I seem to be incapable of making progress on this worthless, idiotic novel of mine.
Reasons I won’t/shouldn’t/can’t make progress with this project:
- It’s changed so much over the past 10 years that I’ve been working on it that I just feel like I’m beating a dead horse into an unnecessary grease stain in the annals of history.
- I should be working on my MTE school work instead. I should be prioritizing the moneymaking career over my writing. It’s stupid not to.
- I should be cleaning the house.
- I should be focused on making all the people who are important to me happy before I focus on myself. Me focusing on my writing is selfish and irresponsible.
- I have no followthrough. Everyone knows it. I’ve been working on this stupid project for 10 years, and I’ve gotten nowhere. I don’t even know why I insist on trying to finish it.
- I didn’t want this book to be Christian fiction because I was afraid that would limit its scope and marketability, but the story disagrees with me.
- I need to make so many changes to it that I’m never going to finish.
- I suck at writing “As If” and “SFDs” because I’m a perfectionist who’s completely unwilling to relinquish control of my brainchild. Everything should be perfect and fixed before I move on to the next thing.

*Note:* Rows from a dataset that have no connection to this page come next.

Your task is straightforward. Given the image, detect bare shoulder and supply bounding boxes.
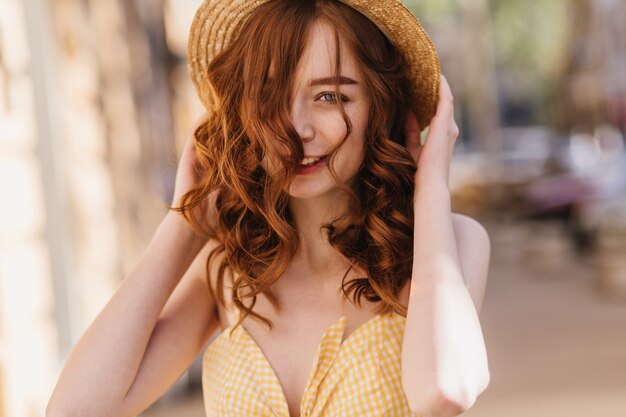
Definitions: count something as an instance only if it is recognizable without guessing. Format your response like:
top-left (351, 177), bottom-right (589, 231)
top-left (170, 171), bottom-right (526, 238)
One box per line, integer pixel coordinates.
top-left (452, 213), bottom-right (490, 245)
top-left (452, 213), bottom-right (491, 311)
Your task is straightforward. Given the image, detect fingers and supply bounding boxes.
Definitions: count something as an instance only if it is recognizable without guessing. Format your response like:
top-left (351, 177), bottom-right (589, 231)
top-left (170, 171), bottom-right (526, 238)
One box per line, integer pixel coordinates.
top-left (431, 74), bottom-right (459, 139)
top-left (435, 74), bottom-right (454, 120)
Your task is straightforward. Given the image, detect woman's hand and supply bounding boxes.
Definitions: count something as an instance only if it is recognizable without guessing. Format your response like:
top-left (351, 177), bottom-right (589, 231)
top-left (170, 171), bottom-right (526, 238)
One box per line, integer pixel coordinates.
top-left (405, 74), bottom-right (459, 189)
top-left (172, 113), bottom-right (219, 234)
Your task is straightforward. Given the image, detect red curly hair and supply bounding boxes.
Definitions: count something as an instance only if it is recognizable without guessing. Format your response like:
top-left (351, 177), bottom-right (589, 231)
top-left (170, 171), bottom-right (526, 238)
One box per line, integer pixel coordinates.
top-left (170, 0), bottom-right (416, 329)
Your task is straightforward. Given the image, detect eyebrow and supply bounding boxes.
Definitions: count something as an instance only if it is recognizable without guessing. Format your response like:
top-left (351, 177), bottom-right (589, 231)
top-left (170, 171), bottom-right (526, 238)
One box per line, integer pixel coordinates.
top-left (309, 75), bottom-right (358, 87)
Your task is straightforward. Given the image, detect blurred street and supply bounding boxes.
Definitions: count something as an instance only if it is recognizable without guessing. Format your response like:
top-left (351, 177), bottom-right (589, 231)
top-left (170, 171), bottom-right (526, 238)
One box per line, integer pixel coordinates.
top-left (142, 220), bottom-right (626, 417)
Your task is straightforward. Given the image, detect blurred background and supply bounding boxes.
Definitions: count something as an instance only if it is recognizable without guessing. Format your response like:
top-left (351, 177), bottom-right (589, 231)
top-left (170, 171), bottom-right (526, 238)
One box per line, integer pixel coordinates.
top-left (0, 0), bottom-right (626, 417)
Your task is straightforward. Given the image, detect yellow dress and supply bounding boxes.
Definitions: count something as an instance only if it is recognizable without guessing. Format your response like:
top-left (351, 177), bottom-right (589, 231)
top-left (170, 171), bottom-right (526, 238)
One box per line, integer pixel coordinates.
top-left (202, 312), bottom-right (415, 417)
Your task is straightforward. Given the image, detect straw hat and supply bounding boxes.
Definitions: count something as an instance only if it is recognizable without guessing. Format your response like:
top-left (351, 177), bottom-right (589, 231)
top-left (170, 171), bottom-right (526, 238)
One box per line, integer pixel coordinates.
top-left (187, 0), bottom-right (440, 129)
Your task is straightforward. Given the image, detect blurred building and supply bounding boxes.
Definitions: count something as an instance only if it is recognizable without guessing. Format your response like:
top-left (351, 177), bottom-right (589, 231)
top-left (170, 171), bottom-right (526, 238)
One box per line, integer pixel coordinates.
top-left (565, 0), bottom-right (626, 133)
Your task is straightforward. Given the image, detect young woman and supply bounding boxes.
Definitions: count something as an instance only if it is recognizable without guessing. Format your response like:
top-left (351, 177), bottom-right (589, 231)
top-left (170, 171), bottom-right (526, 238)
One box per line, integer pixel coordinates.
top-left (47, 0), bottom-right (490, 417)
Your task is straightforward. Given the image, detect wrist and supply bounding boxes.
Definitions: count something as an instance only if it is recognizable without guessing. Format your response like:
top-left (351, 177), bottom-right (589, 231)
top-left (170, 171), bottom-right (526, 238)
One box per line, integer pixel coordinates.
top-left (414, 177), bottom-right (451, 202)
top-left (161, 211), bottom-right (206, 248)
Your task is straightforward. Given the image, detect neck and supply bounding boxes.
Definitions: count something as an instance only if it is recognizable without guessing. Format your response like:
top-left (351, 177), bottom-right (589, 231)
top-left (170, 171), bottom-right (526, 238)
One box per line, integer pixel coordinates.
top-left (289, 190), bottom-right (350, 279)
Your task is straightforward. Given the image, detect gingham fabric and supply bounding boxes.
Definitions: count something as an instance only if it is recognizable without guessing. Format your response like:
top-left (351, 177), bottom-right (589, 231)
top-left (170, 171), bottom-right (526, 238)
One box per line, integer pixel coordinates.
top-left (202, 312), bottom-right (416, 417)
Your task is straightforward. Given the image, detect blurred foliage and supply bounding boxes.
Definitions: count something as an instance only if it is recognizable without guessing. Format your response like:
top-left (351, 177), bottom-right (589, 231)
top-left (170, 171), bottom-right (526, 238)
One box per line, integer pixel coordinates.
top-left (405, 0), bottom-right (571, 124)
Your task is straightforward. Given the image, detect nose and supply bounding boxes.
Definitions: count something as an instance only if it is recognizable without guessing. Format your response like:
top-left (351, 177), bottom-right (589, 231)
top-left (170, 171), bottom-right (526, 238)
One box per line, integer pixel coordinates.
top-left (291, 103), bottom-right (315, 142)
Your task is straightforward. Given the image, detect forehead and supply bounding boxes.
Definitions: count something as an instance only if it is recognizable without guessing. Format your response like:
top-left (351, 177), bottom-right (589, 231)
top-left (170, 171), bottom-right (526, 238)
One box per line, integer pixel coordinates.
top-left (269, 19), bottom-right (361, 85)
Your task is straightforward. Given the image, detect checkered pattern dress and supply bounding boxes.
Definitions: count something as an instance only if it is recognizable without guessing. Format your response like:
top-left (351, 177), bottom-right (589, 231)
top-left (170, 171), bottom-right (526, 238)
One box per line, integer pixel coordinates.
top-left (202, 312), bottom-right (415, 417)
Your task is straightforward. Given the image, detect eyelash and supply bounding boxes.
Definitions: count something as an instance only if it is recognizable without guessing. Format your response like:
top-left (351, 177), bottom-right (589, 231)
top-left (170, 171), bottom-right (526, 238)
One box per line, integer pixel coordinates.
top-left (319, 92), bottom-right (350, 104)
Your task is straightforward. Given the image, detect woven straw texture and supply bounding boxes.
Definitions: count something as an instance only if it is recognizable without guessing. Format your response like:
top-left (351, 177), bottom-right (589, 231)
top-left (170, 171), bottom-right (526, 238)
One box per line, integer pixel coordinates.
top-left (202, 312), bottom-right (416, 417)
top-left (187, 0), bottom-right (440, 129)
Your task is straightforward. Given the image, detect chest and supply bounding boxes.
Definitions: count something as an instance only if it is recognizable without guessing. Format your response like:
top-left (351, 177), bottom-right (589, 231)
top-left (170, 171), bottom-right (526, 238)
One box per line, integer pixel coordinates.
top-left (218, 272), bottom-right (409, 417)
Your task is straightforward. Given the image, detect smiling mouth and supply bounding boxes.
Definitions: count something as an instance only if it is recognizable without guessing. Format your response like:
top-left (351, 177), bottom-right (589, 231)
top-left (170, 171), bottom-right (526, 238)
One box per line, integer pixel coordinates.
top-left (300, 155), bottom-right (328, 168)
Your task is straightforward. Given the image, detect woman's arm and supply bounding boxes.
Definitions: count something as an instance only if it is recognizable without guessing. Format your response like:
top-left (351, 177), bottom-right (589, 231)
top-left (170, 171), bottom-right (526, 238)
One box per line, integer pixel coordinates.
top-left (402, 76), bottom-right (490, 417)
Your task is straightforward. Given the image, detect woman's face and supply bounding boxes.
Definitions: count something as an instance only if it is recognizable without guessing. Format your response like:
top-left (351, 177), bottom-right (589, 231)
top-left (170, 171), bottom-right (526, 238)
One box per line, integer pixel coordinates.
top-left (262, 21), bottom-right (370, 199)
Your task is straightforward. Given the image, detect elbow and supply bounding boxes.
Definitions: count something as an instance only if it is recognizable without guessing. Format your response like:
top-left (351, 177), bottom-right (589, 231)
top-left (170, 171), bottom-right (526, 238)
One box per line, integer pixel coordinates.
top-left (407, 374), bottom-right (489, 417)
top-left (407, 389), bottom-right (469, 417)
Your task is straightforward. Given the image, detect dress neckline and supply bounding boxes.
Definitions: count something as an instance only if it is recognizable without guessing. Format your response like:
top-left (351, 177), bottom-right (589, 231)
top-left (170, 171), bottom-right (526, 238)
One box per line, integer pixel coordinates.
top-left (224, 311), bottom-right (405, 417)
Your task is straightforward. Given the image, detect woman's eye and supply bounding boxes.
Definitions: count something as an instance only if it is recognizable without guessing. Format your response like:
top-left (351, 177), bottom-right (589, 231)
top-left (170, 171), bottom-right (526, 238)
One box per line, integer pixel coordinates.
top-left (320, 93), bottom-right (348, 103)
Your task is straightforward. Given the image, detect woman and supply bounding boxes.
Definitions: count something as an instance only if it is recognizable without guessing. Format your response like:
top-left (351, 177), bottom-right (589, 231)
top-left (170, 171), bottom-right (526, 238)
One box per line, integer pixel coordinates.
top-left (47, 0), bottom-right (490, 417)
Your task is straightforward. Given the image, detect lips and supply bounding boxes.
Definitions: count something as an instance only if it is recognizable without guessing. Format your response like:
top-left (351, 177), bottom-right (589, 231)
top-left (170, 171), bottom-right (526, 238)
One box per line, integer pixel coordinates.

- It’s a lousy, stupid idea that nobody but me actually cares about. What’s the point of even putting it out there? It’s completely lame.

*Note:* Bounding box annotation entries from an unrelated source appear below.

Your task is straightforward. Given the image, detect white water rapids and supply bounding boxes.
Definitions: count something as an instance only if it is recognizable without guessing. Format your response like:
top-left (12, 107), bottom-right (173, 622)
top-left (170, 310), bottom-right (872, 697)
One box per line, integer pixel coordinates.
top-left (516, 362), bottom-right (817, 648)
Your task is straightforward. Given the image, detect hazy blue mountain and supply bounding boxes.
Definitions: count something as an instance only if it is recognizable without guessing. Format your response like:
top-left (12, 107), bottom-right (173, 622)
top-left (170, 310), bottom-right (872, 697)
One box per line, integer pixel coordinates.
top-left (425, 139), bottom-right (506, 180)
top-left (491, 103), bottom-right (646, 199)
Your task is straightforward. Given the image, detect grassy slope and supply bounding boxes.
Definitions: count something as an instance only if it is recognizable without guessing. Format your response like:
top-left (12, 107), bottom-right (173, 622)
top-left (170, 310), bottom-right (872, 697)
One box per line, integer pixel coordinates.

- I hate myself for wasting so much time on a story that’s never really going to be successful. I don’t know why I can’t let it go and try to move on. The lives of everyone around me would probably be better if I just let the story die and learn to be a grownup with a real job and steady income.
- If I were any good as a writer, I would already have cranked this book out, along with the two sequels planned for it, rather than letting them stagnate in my head.
- It’s changed and evolved so much that I don’t know how to categorize it anymore.
- I haven’t finished my research, which I need in this next scene. What’s the point of moving forward right now without it?
- I feel like the cathartic value of this novel is gone for me. What’s the point? I’m just wasting everyone’s time.
Reasons why I should/must/will finish this project:
- It has lived in my head longer than any of my other ideas. Ten years is far too much time for a story to be taking up mental real estate instead of living on bookshelves, where it belongs.
- If I finish it and get it out there, that would make the people who invested in Frost very happy.
- I know that there’s an important message in this story for people who share my feelings.
- God wouldn’t have let me spend ten years on a story if I weren’t supposed to complete it and share it with the world.
- There are plenty of people out there who have shown interest in Frost, even in its rough, original state. It’s incomplete and it still has over 4,000 +Votes on JukePop.
- There is a message I’m meant to share in this book, and my soul won’t let me rest until I get it out there.
- I love writing in the same way my husband loves fishing and drag racing. Why should I deny myself something that I enjoy so deeply, and that means so much to me?